It's a big day for the Chancellor today as he delivers his (most likely) last ever budget. As Labour is going to get kicked out of power in a few weeks what is announced today will not actually be implemented, but the general tone of the budget will indicate the Labour party's willingness to cut the deficit, which could be important in the event of a hung parliament and a possible coalition government. The election is within sight now so there isn't going to be any clear rises in income tax or VAT, otherwise Darling may find himself lynched by the Labour benches before he leaves the chamber, but neither will the budget be a pre-election give away, as any grandiose spending plans are likely to be treated with derision. Borrowing is likely to undershoot forecasts for this year, and this could give the Chancellor a little space for some modest spending, and no doubt no10 will be putting pressure on Darling to do so, but he would be wiser to keep the borrowing down and the budget modest.

The Pound has remained subdued ahead of the budget, hovering around 1.50 against the Dollar. There was some better economic news out of the US yesterday with existing homes sales falling less than expected, while a manufacturing survey showed some improvement. However the problems between the US and China over currency manipulation continue to weigh on risk appetite, keeping the Dollar strong. The USD has pushed the Euro down below 1.34 over the course of yesterday.

Yesterday's inflation figures for the UK have been taken as good news for the economy overall, with the moderation of the CPI down to 3% making a rate rise this year extremely unlikely. The fall has not been such good news for the Pound, but it has not really weighed on it either, although it has kept relatively weak against the Dollar, it has put in a decent rally against the Euro, as the single currency is again weighed down by Greek debt problems. The rumours and haggling continue on, with France and Germany now apparently agreed that any bailout should include the IMF, but Germany is only willing to help as a measure of last resort, or as someone put it yesterday 'when the body is cold'. Such talk is not very reassuring to Greece's government who need some kind of stop gap in place, just to make borrowing cheaper for their government, and it has weighed on the Euro allowing the Pound to recover up to touch 1.12 early this morning.

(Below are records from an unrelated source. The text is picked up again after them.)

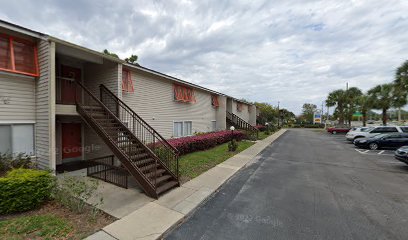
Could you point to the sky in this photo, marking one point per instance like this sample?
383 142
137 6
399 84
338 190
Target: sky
288 51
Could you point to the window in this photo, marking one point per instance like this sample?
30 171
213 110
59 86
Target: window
183 94
214 101
239 107
182 129
18 138
213 125
127 84
178 129
187 128
18 56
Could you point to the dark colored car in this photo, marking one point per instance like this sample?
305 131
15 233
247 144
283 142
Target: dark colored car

So the budget will dominate the economic and political headlines for the UK today. It will contain some forecasts for growth and borrowing, unchanged and lower respectively, and probably some kind of modest spending initiative in an attempt to grab the headlines. As stated above, the things announced today will not be implemented as Labour won't be in power after the election, however if the Chancellor can give a responsible budget that provides some direction to reducing the deficit, then it should be positive for the Pound.